Este Espíritu de Liderazgo Femenino, vivo en hombres y mujeres que aman la Vida, y se aman entre sí, nos habla de una urgencia de actualizar nuestros valores y creencias. Esta actualización implica reconocer el dolor de la humanidad, la destrucción planetaria, de la tribu, de la familia, la unión, la libertad. No como víctimas de esta inquisición implacable, sino como líderes compasivos que toman las riendas de nuestro devenir y, desde este amor feroz e incondicional, se entregan plenamente en tiempo y servicio. Este reconocimiento del dolor, en uno, en la tribu, en la Tierra, en el alma del mundo, es parte del Camino Profundo del Corazón: una profunda fuerza compasiva que nos ayude a palear y acompañar este dolor en todos los seres vivos, en el ecosistema planetario y en la memoria del todos nuestros ancestros.

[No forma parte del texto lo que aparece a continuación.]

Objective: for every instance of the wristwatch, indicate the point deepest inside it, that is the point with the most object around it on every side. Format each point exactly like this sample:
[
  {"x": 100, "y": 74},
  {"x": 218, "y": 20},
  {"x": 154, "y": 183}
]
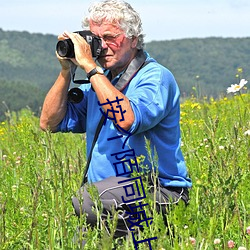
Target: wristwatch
[{"x": 96, "y": 70}]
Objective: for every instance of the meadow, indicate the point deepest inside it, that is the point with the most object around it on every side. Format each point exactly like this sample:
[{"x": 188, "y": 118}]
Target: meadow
[{"x": 40, "y": 172}]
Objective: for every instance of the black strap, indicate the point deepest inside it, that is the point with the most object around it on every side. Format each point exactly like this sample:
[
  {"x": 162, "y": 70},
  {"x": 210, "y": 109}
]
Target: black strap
[
  {"x": 136, "y": 64},
  {"x": 97, "y": 132}
]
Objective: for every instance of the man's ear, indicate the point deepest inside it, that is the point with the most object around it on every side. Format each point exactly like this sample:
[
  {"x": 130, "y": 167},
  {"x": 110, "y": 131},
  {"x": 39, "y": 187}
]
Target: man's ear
[{"x": 134, "y": 42}]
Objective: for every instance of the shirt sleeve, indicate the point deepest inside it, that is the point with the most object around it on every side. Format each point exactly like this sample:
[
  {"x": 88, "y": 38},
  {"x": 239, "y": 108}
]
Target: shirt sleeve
[{"x": 153, "y": 97}]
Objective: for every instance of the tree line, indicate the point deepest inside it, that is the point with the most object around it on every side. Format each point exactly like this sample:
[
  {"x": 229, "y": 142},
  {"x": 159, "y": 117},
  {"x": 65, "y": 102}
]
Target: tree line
[{"x": 202, "y": 67}]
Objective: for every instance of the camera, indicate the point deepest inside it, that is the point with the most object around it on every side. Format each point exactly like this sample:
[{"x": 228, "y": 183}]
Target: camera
[{"x": 65, "y": 48}]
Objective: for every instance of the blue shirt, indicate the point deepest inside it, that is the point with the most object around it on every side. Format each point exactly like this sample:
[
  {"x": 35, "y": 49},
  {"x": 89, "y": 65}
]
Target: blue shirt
[{"x": 154, "y": 97}]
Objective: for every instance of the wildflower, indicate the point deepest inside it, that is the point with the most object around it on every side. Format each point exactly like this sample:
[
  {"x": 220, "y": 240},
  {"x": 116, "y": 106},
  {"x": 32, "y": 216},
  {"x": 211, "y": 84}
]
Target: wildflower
[
  {"x": 14, "y": 188},
  {"x": 216, "y": 241},
  {"x": 248, "y": 230},
  {"x": 230, "y": 244},
  {"x": 242, "y": 248},
  {"x": 236, "y": 87},
  {"x": 247, "y": 133},
  {"x": 192, "y": 240}
]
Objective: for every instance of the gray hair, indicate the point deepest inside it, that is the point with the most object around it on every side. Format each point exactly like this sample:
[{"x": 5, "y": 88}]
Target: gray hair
[{"x": 120, "y": 13}]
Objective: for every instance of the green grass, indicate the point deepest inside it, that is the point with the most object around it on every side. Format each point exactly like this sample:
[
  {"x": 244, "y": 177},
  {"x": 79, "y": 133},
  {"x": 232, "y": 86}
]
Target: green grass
[{"x": 40, "y": 172}]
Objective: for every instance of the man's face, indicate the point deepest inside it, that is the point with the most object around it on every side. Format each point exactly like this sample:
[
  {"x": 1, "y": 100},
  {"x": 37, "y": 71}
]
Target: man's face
[{"x": 118, "y": 50}]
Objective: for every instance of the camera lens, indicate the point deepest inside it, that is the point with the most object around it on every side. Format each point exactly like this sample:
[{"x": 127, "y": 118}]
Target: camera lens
[{"x": 65, "y": 48}]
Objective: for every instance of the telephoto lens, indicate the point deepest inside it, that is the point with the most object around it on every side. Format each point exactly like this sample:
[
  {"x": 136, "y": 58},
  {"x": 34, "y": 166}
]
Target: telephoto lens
[{"x": 65, "y": 48}]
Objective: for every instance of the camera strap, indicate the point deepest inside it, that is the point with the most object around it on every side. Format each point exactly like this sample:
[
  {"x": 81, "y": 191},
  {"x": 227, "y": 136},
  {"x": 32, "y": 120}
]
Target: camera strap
[{"x": 136, "y": 64}]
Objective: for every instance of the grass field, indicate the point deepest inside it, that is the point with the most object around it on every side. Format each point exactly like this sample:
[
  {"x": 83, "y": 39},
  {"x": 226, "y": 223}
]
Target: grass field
[{"x": 40, "y": 172}]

Aquí Virgo (y su regente Chirón) nos habla de la maestría de la sanación como un proceso de iniciación que pasa por reconocer nuestra herida, honrarla y nutrirnos de su huella para trascender y evolucionar. Es un camino heroico.

Un liderazgo desde el corazón implica actuar siempre desde nuestra verdadera voluntad. No tener otros dueños que uno mismo. Cuando aprendemos a sostener este poder en servicio, nos es mucho más fácil reconocer visceralmente (leo-virgo) la energía del dominio y el abuso. Este es un tiempo de voluntad de amarnos radicalmente. De atrevernos a destacarnos, a brillar, a ir contra la corriente. Lo único que hemos de sacrificar es lo digan o piensen de uno. Todos y todas somos líderes del corazón. Este es un tiempo para lidera con el ejemplo, con nuestras acciones y servicio, aunque nos critiquen, aunque nos rechacen, aunque nos teman. Implica actuar con amor en vez de vivir conforme con lo que el miedo nos ha enseñado.

Esta es una llamada a nuestro espíritu creativo nutrido por la confianza personal, la integridad del intento, y el foco del propósito. No subestimemos la grandeza de lo pequeño. La creatividad es un proceso de expansión fractal, un florecimiento de nuestra expresión-vida . Lo que hoy parece insignificante -ideas, intuiciones, garabatos, bocetos, notas, listas, intenciones y apuntes que hagamos- pueden ser las semillas de un libro, una canción, una danza, de un anhelo amoroso, una familia, una nueva vida en el mañana. La conciencia que ponemos en el hoy se multiplica como un fractal que veremos florecer. No hay duda que pueda contra este poder.

Venus es una flor que se abre por capas. Sincronizarnos con el deseo y con el placer del proceso es entrar en su danza. Esta danza tiene muchos pétalos que ofrecernos todavía. El primero de Septiembre Venus y Marte se encuentran por segunda vez este año en el grado 15 de Leo y el 3 de Noviembre, se encuentran por tercera vez en el grado 25 de Virgo. Venus nos hace sentir la Vida. A medida que Venus crece en el cielo, tenemos la oportunidad de abrir nuestros corazones a su hermoso florecimiento y experimentar, recordar, sentir su trasformación en nuestra piel, en todo nuestro Ser. Feliz danza a todos y todas.